A propósito de la Cuarta.

Tengo una amiga especial a quien no le gusta Mahler. Dice que, después de Bach, Haydn y Mozart, ya no hay música, sino ruido.  Las emociones más puras no precisan de ruido, sino de silencios entre los que deslizar el sonido armónico sin necesidad de excesivas peculiaridades instrumentales. Si acaso, el adagietto, tantas veces escuchado, puede resultar excelso.
Si por ella fuera, el Mahler, monstruoso, revolucionario e innovador continuaría sumido en el ostracismo y la repulsa por su rebeldía anticartesiana, por su cosmos caótico y, quizás,  hasta por su judaísmo. También el nazismo contribuyó a su anatema. ¿Para qué un mundo nuevo musical, cuando en música todo estaba dicho? Debió de entenderlo, remachó mi amiga, al constatar que era preterido en la Viena coetánea frente a Richard Strauss. Mejor director de orquesta que compositor.

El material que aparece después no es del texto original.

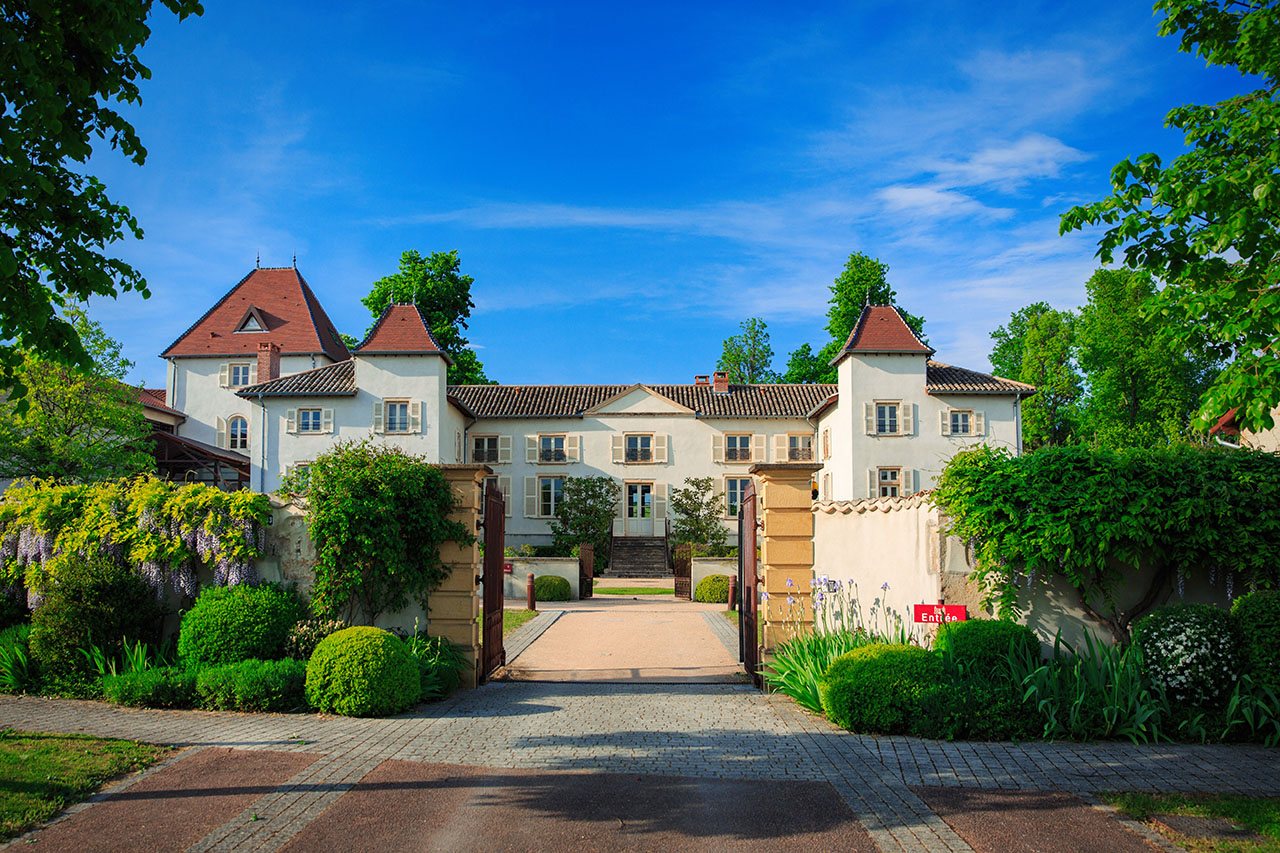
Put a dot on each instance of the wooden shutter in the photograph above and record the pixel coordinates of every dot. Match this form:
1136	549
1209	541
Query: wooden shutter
504	487
530	497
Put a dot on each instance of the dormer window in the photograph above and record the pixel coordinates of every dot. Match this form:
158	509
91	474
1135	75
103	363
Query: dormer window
252	322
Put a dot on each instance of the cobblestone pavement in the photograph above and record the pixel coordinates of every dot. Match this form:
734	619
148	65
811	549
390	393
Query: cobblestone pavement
708	730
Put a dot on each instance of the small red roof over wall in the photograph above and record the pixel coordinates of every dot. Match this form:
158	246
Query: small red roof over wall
283	300
882	329
400	331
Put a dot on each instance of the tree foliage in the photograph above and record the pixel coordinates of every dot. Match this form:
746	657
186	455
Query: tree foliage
1207	223
76	425
862	282
1097	516
67	63
378	518
698	509
585	514
748	357
439	290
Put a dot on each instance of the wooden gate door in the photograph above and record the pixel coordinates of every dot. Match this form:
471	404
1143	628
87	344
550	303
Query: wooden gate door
585	570
748	582
493	655
682	568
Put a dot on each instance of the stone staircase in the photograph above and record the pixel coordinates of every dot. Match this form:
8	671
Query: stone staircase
639	557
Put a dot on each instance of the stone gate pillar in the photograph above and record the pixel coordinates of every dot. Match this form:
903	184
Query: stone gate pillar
785	492
455	605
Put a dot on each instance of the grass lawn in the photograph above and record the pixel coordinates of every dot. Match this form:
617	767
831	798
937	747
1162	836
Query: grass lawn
513	619
1257	813
46	772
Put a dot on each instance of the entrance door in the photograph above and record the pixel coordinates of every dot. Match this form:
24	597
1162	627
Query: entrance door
639	509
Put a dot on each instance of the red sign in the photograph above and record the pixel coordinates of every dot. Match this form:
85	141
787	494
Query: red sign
938	614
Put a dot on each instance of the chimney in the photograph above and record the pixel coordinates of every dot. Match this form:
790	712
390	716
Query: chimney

Tenía tantas cosas que rebatirle a mi amiga que preferí callar. Ni siquiera preguntarle si le gustaba el jazz. Ya sabía su respuesta. Hay muchas maneras de expresar de manera venturosa las emociones. “Nihil novum sub sole”, diría mi amiga, pero hay tantas maneras de ver lo inmemorial, que resulta  muchas veces hermosamente nuevo. Además, ¿desde cuándo no hay nada nuevo?
Eso pensaba al abandonar el Palau de la Música el pasado día trece después de escuchar la Cuarta Sinfonía de Mahler.